In order to tell whether or not you’ve gone too far with your coffee intake, there are some physical symptoms to look out for. These include insomnia, jitters, anxiousness, a fast heart rate, upset stomach, nausea, and a headache. Although not everyone may experience these symptoms after drinking too much coffee, it’s important to listen to your body and put the mug down if you begin to feel the opposite effects of caffeine.

“Within those milligram or cup of coffee recommendations, if you start feeling overly tired and the caffeine is not helping, then you’ve got to stop,” Jessica Sylvester, the spokesperson for the Academy of Nutrition and Dietetics and a dietitian at the Florida Nutrition Group, said in an interview with NBC News. “If your heart starts beating incredibly fast, you’ve got to stop. It’s different for each person.”

An individual’s response to caffeine can also change as they age. While you may be able to get through three servings of cold brew at 25, that might not be the case at 45. If your intake exceeds 1,200 milligrams of caffeine, it can lead to more severe side effects like seizures or even death. However, for the average person, this would mean consuming more than 20 cups of coffee in a short period of time.

Although rare, it’s also possible to overdose on caffeine. Some of the warning signs of a caffeine overdose may include difficulty breathing, hallucinations, confusion, agitation, dizziness, fever, irregular heartbeat, nausea, vomiting, muscle twitching, and rapid heartbeat, according to Mount Sinai.

If you think you or someone around you is overdosing on caffeine, you can call the Poison Help hotline in the US at 800-222-1222 for assistance.

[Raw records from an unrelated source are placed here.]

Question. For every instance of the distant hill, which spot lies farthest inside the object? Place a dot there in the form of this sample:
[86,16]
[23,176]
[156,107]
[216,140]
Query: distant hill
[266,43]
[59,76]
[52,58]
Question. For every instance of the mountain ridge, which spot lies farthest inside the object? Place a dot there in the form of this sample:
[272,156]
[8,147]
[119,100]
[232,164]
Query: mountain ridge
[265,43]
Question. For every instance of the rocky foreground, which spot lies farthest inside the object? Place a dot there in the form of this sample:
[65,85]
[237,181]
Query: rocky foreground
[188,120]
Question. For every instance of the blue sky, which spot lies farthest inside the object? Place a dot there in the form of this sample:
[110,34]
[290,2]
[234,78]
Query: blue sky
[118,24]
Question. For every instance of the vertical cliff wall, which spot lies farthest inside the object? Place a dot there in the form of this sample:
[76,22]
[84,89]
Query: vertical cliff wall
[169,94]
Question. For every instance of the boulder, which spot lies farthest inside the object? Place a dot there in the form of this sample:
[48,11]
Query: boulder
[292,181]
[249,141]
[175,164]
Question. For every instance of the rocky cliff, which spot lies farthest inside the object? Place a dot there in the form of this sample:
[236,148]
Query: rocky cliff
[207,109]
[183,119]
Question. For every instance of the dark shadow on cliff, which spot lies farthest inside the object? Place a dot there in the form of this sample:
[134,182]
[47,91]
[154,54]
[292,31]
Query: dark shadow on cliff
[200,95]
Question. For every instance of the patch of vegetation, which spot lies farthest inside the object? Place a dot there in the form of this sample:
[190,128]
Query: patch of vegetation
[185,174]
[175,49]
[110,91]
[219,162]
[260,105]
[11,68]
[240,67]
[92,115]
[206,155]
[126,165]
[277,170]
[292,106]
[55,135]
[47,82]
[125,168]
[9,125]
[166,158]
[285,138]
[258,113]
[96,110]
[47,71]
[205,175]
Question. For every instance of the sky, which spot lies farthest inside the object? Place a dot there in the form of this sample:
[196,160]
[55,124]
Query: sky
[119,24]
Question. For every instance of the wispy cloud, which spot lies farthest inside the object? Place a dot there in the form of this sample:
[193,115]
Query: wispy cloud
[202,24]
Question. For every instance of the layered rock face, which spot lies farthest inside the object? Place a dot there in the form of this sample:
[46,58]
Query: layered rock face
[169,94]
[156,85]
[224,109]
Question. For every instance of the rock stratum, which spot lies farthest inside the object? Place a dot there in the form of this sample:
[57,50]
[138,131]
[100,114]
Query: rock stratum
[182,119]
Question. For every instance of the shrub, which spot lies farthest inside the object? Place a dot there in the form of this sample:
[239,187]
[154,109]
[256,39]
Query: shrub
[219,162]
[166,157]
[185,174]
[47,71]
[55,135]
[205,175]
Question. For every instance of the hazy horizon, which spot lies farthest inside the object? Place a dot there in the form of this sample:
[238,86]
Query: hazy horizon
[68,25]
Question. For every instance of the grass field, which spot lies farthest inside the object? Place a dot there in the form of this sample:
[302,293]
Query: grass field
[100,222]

If you’re calling on behalf of someone else, it can be helpful to know their age and weight, as well as the amount of caffeine they drank and the time it was consumed.

People who report to emergency centers for caffeine overdose may be treated with breathing support, such as through a ventilator or oxygen; intravenous (IV) fluids; medicine to treat the symptoms; or even a shock to the heart to treat heart rhythm irregularities.